GMP expects the feedback on individual carcases provided by the scoring system will equip producers with the resources they need to enhance carcase performance.

According to Dr Henry, the new system’s real-time recording of disease and defect data on an individual carcase basis is more accurate than the current mob-based estimates of disease prevalence available on LDL.

“If an individual carcase has been heavily trimmed and is of lesser weight due to disease and defect, then we want to be able to be transparent with the producer and provide that accurate feedback,” Dr Henry said.

“Recording on an individual basis can allow us to provide producers with more accurate feedback to inform disease and defect on farm, such as identifying if a single carcase has several diseases associated with it.”

Next steps

Processing plants will require assistance to adapt technologies and systems for the recording and provision of health feedback to producers.

Further investigations are required as part of the project to include the removal of multiple limbs in the arthritis severity scoring system, and the financial impact of multiple diseases in carcases.

While the project remains in the trial phase, Dr Henry expects that GMP will be working with meat inspectors soon to record individual carcase information in more detail.

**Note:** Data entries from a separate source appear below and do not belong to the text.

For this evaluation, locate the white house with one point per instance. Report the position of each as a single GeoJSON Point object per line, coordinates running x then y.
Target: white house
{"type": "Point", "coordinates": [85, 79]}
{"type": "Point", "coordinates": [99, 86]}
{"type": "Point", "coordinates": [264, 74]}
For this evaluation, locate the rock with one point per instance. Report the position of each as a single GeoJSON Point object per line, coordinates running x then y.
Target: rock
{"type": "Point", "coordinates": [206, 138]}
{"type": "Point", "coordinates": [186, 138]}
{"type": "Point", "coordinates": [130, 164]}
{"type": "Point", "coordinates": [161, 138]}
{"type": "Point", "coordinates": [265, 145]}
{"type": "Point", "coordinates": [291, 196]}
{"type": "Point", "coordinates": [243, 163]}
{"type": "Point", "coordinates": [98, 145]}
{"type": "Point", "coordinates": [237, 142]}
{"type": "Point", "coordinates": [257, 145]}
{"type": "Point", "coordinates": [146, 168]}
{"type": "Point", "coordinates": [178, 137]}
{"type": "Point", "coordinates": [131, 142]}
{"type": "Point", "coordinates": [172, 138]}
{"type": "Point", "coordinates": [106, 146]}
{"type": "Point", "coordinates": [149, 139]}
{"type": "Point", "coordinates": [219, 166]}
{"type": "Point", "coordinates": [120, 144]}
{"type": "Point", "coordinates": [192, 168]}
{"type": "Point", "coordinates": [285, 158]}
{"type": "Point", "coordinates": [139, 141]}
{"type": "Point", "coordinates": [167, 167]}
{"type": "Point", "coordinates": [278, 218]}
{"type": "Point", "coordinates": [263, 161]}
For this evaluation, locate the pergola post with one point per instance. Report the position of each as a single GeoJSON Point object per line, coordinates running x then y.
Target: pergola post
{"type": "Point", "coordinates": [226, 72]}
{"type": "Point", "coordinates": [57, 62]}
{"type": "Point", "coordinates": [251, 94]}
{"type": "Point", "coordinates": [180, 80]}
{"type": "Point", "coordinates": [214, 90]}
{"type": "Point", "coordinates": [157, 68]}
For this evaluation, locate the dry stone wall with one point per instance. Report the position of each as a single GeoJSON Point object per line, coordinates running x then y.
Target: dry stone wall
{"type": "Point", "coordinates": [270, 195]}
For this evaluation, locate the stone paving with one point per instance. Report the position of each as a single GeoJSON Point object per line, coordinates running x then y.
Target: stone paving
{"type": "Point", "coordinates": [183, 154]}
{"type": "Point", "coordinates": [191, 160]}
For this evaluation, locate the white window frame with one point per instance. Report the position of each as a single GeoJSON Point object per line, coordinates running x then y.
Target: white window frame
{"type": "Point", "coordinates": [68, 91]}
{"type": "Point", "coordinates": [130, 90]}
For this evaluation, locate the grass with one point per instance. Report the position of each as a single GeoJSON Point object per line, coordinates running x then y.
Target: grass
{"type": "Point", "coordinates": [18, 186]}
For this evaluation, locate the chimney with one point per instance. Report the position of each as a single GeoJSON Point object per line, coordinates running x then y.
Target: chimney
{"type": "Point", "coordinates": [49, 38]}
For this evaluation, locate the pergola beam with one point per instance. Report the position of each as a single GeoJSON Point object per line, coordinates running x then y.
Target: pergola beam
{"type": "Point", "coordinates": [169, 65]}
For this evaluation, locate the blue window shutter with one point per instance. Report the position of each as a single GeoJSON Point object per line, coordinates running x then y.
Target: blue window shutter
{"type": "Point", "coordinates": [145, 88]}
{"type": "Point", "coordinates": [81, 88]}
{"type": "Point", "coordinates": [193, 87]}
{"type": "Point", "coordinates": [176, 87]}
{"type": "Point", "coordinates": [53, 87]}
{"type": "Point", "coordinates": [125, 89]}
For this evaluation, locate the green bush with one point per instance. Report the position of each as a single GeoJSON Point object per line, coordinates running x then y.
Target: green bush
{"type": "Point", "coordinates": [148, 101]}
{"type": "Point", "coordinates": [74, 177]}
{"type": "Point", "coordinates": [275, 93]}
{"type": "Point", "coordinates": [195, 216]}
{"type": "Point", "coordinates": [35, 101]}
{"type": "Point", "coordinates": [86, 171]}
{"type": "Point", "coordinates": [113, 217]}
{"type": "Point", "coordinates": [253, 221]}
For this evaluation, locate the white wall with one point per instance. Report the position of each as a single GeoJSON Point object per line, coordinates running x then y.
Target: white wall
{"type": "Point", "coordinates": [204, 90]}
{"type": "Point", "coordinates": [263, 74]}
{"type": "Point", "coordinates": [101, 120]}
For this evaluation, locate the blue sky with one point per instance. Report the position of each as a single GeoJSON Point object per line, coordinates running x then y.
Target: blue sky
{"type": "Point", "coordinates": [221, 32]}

“When this project is finalised, the aim is to share accurate feedback through individual carcase information related to disease and defect with producers through LDL,” Dr Henry said.

In the interim, producers are encouraged to log in to LDL to view the mob-based carcase and animal disease feedback available on their livestock. It is recommended that producers seek support from an animal health professional to understand and implement the feedback provided by LDL in order to reduce risk of disease and improve productivity on-farm.